ある小学2年生の女の子が、理科の授業で先生から問題を出され、それに対しての答えが何とも素晴らしく、人間味溢れる回答にとても和やかな気持ちになりました。
問題はいたってシンプル、「氷が溶ければ何になりますか?」という問題でした。
もちろん正解は水。
しかしその女の子が発した答えは、「氷が溶けたら春になります」と答えたそうです。
理科という枠組みの中では不正解かもしれませんが、女の子の感情の豊かさ、心のきれいさに先生も大きな花丸をあげたそうです。
厳しい冬の寒さを乗り越え、様々な命が息吹くこの時季。
春は始まりの季節ともよく言われます。
けれども、始まりを迎えられるその背景には、いのちを尽くして終えていったいのちの存在を忘れてはなりません。
柿の木にまつわる次のようなお話しがあります。
柿の実は全てを収穫せず、食べる分だけを穫り、あとに残る実は、この木にとまるたくさんの鳥や昆虫など他の多くの生き物たちのために残しておくのだそうです。
この柿の実がなるのを楽しみに待っているのは人間だけではなく、他の動物だって同じなのです。

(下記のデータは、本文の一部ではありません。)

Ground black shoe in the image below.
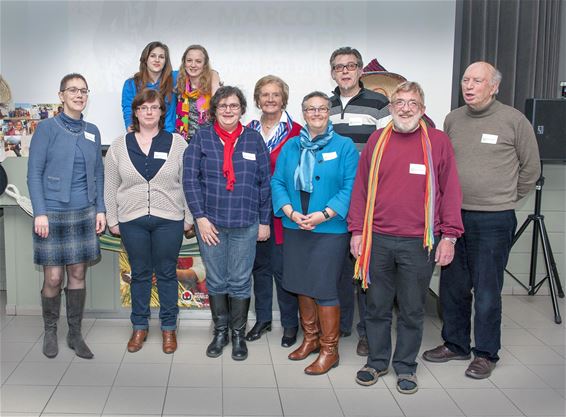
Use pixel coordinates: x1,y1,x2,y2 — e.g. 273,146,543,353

そして時季も過ぎ、誰からも手をつけられずに最後まで残った柿の実。
じゅくじゅくに腐り、あとはただ地面に落ちていくのを待つだけの実。
しかし最後に残った柿の実にしかできない大切な役割があるといいます。
いつの日か地面に落ちるその時、落ちた瞬間に実の全てが潰れて土へと還り、また次の実りへとバトンを繋ぐように、柿の木を根元から支える養分としてはたらき、いのちを終えていくのです。
このように、一つひとつの柿の実がそれぞれの縁の中で他のいのちを生かし、最後に残った柿の実もまたこの木を生かす。
いのちは全てが繋がりあって生かされてあることに気付かされます。
無数のいのちに育まれて今の私があることを知り、いただいたいのちの花を私の生き方の中で輝きをもって咲かす。
そういう生き方を目指したいものです。